A customer asked me to make a meditation armrest. Got an original (manufactured in the Hidden Valley, California) and I took some pictures and measurements. I also got a copy of the patent, with detailed plans from Google (but no mesurements). I contacted the Hidden Valley Ashram but public relations officer did not know much about it. I would like to know something about the manufacturing process. Do any of you live close enough to make a visit to the workshops of the Ashram? Or does anyone have idea how make? What wood is the photo, ash? It is very well design and made!

Thank you very much.


----------



## lew (Feb 13, 2008)

That's an interesting device but I can't help you with any information.


----------



## Loren (May 30, 2008)

Ash is a good guess. Looks like ash to me.

To duplicate, imitate the geometry. The scarf is probably
cut first, then clamped in alignment and the hole drilled.

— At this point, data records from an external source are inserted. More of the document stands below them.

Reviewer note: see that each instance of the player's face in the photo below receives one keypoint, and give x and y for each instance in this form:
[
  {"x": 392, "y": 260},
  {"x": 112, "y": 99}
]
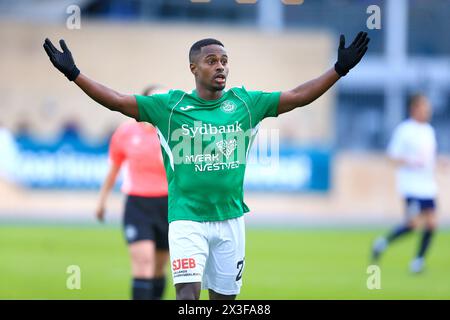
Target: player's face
[
  {"x": 422, "y": 110},
  {"x": 211, "y": 68}
]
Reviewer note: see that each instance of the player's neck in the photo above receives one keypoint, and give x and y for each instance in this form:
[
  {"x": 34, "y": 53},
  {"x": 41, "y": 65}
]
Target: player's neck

This sort of basic one-off knock-off is usually not worth the 
trouble in terms of what you earn per hour, bit if the
project interests you go for it. Friends will inquire about
knock offs until you start saying no.


----------



## Marpintero (May 26, 2009)

Lew: Thanks anyway.
Loren: In fact I'm doing now with the means I have. I just wanted to know how it was done originally. And yes, not worth the troble in terms of money, but I like do it. Friends can be very burdensome, customers too, but they give us the ability to do things with wood.


----------



## Loren (May 30, 2008)

Well, it was probably done with basic woodworking machinery. 
I spoke once with a man who had been a monk there for
the better part of a decade and he said that they had a 
wood shop but the output was limited to things like stools
and it was not there to be a creative outlet for the residents,
but to generate income. It was probably made with a
table saw, drill press and perhaps a belt sander.


----------



## Marpintero (May 26, 2009)

Loren: Thanks for the tip, it's really not very complicated to do, with enough basic tools, but you can use a special cutter for marriage, for example, and a jig to shape profiles, that are the details that interest me.
The wood shop also made furniture using residents as I have understood.
When finished I will share my way to do, maybe someone need it at some point.


----------